In fifth grade, a sweet girl from school bought me the first book I’ve ever been somewhat excited about: Twilight. We were in the same reading class together; the class that struggled to read fast enough for standardized regulations. Our reading tests only consisted of reading as many words as we could before the timer stopped.
By the end of my fifth-grade year, I finished the Twilight series and tripled my reading word count. I felt relief knowing I could go into middle school in the regular reading class. The stigma that comes with inadequacy to perform at standardized levels can harm any child’s ego, scarring their confidence. And we all know what they say about scars… cliché fade cliché permanent.
Once I excelled in English, I began to dwindle in math. In fifth grade, they placed a test in front of me with symbols I had never seen in my life. They put letters in mathematical equations! The flame of distain for anything math related was lit, and it burned well into college.
So, why English? It began the summer before sixth grade. I was treading the unknown path many of us are often pushed along as our bodies and minds irreversibly change. I was questioning everything once middle school began. Depression hit me like a Canadian goose receiving a mid-September Pennsylvanian welcoming. It was like that massive honker fell on my head and kept me pinned for a solid three years.
While I still had the spark of prepubescent wonder and enthusiasm, I decided I could write novels. Stephanie Meyers could do it, and there’s millions of books, so why can’t I? I thank my lucky stars that idea came to mind before the inspirational soul was sucked out of me. I believe writing kept me going, gave me purpose, and stabalized my life.
My first work was a novella, about seventy pages long. Think Conrad’s Heart of Darkness, Tolstoy’s The Death of Ivan Ilyich, or Steinbeck’s Of Mice and Men but insert werewolves and eliminate all intellectual meaning, decent dialogue, and quality scenes.

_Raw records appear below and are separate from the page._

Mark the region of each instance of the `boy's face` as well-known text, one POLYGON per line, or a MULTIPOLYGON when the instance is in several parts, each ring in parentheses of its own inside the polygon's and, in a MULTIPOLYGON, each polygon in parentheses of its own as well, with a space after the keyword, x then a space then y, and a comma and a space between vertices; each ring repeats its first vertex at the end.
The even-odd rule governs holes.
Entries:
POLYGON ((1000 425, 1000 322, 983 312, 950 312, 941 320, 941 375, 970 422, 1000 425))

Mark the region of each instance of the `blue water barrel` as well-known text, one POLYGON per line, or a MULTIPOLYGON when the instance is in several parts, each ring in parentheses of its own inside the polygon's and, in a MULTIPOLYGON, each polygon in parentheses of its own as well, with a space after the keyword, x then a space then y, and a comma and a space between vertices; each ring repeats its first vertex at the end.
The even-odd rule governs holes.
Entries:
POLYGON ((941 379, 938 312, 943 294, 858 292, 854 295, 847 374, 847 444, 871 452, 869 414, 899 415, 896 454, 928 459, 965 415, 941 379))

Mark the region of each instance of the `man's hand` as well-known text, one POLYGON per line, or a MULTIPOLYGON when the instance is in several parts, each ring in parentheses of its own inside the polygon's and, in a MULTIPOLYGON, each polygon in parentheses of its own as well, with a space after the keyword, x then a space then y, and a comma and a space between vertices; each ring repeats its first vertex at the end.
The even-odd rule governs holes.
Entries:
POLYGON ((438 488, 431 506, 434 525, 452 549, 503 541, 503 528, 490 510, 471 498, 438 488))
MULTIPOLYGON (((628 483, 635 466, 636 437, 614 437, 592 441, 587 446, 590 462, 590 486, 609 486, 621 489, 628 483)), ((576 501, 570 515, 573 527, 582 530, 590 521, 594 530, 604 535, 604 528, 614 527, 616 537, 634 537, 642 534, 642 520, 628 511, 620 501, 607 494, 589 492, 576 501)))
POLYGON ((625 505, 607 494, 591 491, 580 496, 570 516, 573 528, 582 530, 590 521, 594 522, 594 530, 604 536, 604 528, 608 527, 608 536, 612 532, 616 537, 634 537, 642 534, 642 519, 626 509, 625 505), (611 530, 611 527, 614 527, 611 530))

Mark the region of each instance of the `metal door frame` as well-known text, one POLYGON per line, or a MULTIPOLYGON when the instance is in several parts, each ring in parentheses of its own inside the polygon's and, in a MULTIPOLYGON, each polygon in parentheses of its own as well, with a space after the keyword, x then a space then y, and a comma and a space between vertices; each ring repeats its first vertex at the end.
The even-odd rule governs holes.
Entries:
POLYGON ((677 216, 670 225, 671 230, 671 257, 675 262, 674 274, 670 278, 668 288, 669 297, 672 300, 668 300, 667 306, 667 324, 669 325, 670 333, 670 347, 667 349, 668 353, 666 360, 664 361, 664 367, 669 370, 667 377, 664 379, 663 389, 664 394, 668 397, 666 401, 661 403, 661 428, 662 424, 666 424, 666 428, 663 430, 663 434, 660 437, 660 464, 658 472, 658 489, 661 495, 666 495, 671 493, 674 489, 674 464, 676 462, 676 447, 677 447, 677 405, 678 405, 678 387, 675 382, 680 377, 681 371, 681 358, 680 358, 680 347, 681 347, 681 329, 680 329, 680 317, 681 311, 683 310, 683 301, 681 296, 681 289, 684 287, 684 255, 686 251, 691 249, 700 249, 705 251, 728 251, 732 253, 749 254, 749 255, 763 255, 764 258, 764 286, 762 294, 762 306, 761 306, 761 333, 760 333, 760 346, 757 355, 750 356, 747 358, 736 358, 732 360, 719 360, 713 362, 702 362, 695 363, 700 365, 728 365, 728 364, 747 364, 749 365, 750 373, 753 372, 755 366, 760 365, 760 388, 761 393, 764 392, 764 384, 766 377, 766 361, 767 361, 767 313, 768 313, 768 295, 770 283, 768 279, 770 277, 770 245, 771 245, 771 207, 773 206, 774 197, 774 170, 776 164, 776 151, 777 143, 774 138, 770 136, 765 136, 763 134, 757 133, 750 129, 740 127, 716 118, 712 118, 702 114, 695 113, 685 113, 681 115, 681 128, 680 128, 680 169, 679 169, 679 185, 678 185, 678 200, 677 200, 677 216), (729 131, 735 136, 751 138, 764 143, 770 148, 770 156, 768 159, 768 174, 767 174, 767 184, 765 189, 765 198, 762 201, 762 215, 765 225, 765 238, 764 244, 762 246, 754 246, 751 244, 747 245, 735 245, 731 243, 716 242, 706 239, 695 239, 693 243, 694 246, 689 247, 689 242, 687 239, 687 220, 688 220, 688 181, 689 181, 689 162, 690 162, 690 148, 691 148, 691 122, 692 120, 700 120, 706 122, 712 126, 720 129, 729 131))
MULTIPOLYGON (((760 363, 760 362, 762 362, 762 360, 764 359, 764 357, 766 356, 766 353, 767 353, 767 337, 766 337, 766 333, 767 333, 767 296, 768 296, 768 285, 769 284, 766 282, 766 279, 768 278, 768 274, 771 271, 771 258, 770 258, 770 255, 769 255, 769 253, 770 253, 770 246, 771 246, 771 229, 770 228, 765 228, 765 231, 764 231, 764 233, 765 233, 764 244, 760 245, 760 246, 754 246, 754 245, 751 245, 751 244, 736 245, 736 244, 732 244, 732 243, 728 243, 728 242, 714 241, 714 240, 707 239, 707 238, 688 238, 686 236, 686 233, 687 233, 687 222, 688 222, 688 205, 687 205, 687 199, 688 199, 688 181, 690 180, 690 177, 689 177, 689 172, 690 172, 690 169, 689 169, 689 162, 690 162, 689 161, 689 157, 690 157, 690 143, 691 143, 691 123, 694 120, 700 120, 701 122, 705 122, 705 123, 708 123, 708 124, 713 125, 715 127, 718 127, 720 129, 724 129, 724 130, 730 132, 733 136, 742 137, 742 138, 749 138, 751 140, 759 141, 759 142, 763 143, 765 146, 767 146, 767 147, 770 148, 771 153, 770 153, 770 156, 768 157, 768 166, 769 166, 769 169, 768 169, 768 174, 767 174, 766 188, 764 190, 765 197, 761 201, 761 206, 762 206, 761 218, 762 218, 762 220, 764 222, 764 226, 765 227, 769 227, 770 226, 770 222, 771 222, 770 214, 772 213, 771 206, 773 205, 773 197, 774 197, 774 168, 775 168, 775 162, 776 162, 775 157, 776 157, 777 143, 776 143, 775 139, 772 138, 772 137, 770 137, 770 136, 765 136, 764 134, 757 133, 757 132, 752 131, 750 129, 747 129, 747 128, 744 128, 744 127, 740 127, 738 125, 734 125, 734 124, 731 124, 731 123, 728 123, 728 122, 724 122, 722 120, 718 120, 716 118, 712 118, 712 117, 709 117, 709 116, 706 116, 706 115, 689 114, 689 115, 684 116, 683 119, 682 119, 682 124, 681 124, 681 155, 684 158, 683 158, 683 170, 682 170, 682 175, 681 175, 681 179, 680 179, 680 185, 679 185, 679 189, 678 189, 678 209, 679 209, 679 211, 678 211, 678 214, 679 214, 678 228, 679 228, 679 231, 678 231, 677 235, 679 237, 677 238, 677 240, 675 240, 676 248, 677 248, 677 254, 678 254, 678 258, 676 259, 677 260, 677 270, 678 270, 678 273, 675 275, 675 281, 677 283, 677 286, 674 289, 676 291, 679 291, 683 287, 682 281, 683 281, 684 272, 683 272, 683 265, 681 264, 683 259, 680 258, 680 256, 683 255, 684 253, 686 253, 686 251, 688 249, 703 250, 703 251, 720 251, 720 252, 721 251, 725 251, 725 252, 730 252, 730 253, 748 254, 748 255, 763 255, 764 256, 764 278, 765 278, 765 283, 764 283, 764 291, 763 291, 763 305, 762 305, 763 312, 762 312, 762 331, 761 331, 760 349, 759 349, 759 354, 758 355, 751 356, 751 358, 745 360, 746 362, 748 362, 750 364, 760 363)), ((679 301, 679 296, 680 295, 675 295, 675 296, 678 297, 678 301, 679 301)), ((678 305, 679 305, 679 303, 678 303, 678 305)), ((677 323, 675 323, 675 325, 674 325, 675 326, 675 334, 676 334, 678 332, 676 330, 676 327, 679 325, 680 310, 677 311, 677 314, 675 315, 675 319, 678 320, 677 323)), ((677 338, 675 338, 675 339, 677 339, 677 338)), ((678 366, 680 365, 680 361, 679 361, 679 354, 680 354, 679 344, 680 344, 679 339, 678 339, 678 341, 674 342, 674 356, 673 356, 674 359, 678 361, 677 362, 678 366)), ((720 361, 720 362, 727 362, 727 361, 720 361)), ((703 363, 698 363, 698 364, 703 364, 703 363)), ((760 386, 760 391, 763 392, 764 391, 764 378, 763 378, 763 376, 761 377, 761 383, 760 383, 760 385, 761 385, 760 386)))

It’s hilarious to think of a fifth grader writing a romance (steamy handholds and enough drama to gag on), but that was all I connected with.
As a child, I played with stuffed animals and gave them all spouses and children. I’d blow on dandelions for someone special for me every spring. Wishing for my very own mate.
I created a series of six books revolving around the werewolves, and each book gained about thirty pages or more. Then I moved from werewolves to gods, Mexican gangs, fairies, ghosts, angels, WWII, elves, dragons, mermaids, and the Civil War. Many times, I wrote series but only if I really loved the characters.
So why English? Literature connects humans from all eras. Literature helps us expand our empathic capabilities. Literature is everywhere (yes, even our movies and TV shows are WRITTEN *gasp*). I’m certain you knew that, but I never think about screenwriting until a horribly written show comes on my screen that makes me miss the good writers.
I didn’t choose English because I’m impeccable with grammar (forgive me I’m an imperfect human), but I do love to workout my grammatical muscles. I didn’t choose to major in English to be a teacher, so please don’t ask every English major you meet if that’s what they want to do. Also, if you could at least pretend that we have a chance to do something in the workforce, then that’d at least help us keep morale for when the real-world hits.